Sharing takes effort. I’m not talking the about the type of sharing we were taught as kids in kindergarten, but the new sharing we do online. I’m starting to notice those with the strongest online presence are good sharers.

Sharing on sites like Facebook, Twitter, LinkedIn, or on your companies microblogging site like Yammer or Socialcast is different. It’s not an action we were brought up with.

Traditionally, sharing meant sharing”BIG” things; births, deaths, graduations, weddings, etc. We knew to share the big events, the momentous occasions. We shared mostly the big stuff because sharing was so hard. It was too cumbersome to share the small stuff. Sharing meant multiple phone calls, or a mini-letter campaign. Sharing with lots of people was difficult and time consuming. So we did it mostly for the big stuff.

We did share the little stuff, but only with a small group of people, our mom’s and closest friends, and family. We did one person at at time, by phone, or occasionally by letter.

Things are changing. Sharing the little stuff is a lot easier now. It’s a quick Twitter, Facebook, or LinkedIn status update from your phone or your computer. It takes 5 minutes, yet 10’s, 100’s or even 1000’s of friends and family can experience it. Sharing is different today.

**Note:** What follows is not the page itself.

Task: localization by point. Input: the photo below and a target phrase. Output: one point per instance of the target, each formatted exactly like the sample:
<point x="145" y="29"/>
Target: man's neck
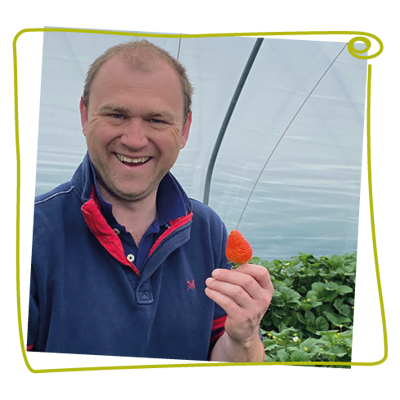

Our sharing habits have been shaped over generations around the “BIG” stuff and social media requires the little stuff. Most of us don’t know how to share the little stuff. It’s uncomfortable. It’s foreign. It doesn’t seem to matter when compared to the big stuff, yet it does. In many ways, it matters more.

Sharing the little stuff builds relationships overtime. The little stuff is more intimate. It’s more personable. The little stuff is much better at creating what is most important; relationships, groups with common interests and connections.

Learning to share today takes effort. It requires we are more conscience of our thoughts. What we once saw as a fleeting observation, is now a potential idea, or thought that can be captured and shared. Learning to do this takes work. Learning how to capture our fleeting thoughts and perceptions and remember to share them is not easy.

Social media is changing how we engage. It’s challenging traditional notions of sharing. It’s asking us to share the little stuff, not just the “BIG” stuff.

We are going to need to learn to share. We need to share the little stuff, not just the big stuff. We need to be more present with our thoughts and observations. It will be critical. Our networks are moving online. They are getting bigger. They are playing a bigger role in our success, at work, at home, in our finances and more.

Sharing is going to be at the core of the asset of the future: our online presence. Sharing just the “BIG” the stuff isn’t going to cut it.